The Hubble Telescope has made thousands of images of the universe, but if one were to be chosen as a symbol, that image would be “The Pillars of Creation”: three gigantic interstellar gas columns in the eagle nebula, 6,500 light-years from Earth. Columns are the origin of the stars and hence their name.
The original image dates back to 1995 and now NASA has published a new image of greater resolution and extension of the Creation columns to celebrate the 25th anniversary of the Hubble Telescope in 2015.
The new image also shows the lower part of the columns, as well as some smaller ones, which have been part of a wider area of the space: The total is 5 light years. The columns also appear more transparent, as in addition to the WFC3 visible light camera, they have used the UVIS camera of the near infrared to complete the image. Infrared radiation penetrates into gas and dust, except in the denser areas of columns, so columns look like this.

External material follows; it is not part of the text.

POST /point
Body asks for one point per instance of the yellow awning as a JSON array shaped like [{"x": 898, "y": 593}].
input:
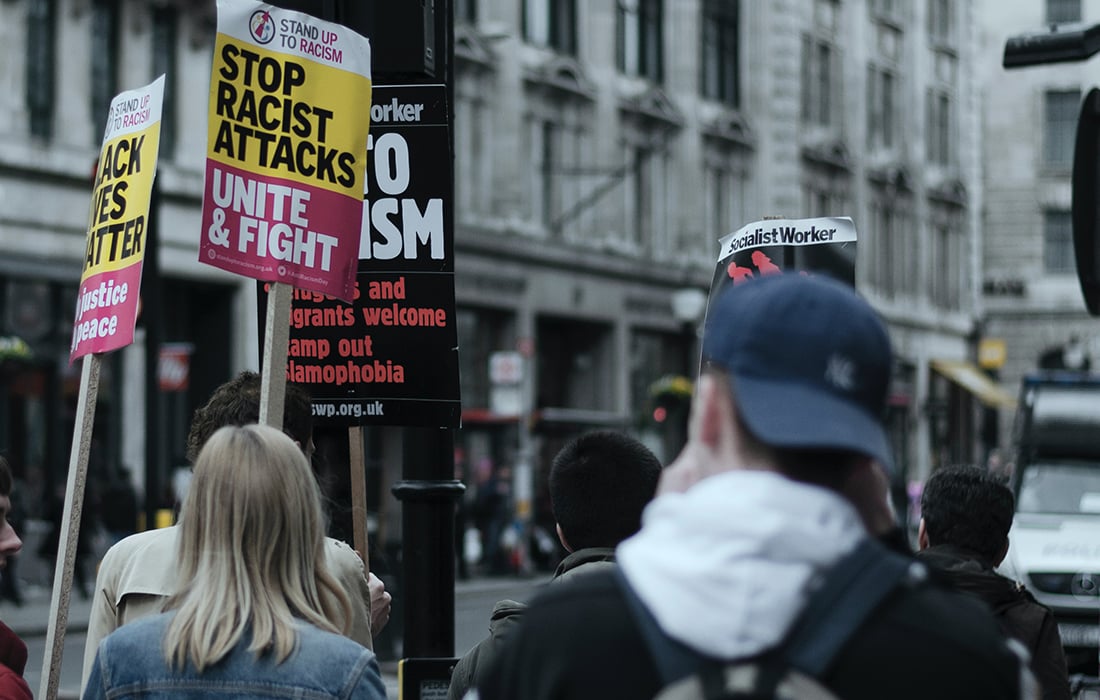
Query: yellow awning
[{"x": 972, "y": 379}]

According to astronomer Paul Scowen of the University of Arizona, creator of the original image with Jeff Hester, the new image indicates that these eagle nebulae are not only creative, but also pillars of destruction: “The precariousness of these structures is surprising. They are being eliminated before our eyes. At the edges of the columns, in those bluish clouds in the form of ghosts, matter is warming and disappearing in space. We have trapped the pillars in a brief and discreet moment of their evolution,” he says. Scowen has not lost the emotion of 20 years ago when talking about the columns and it is not for less, seeing its renewed beauty.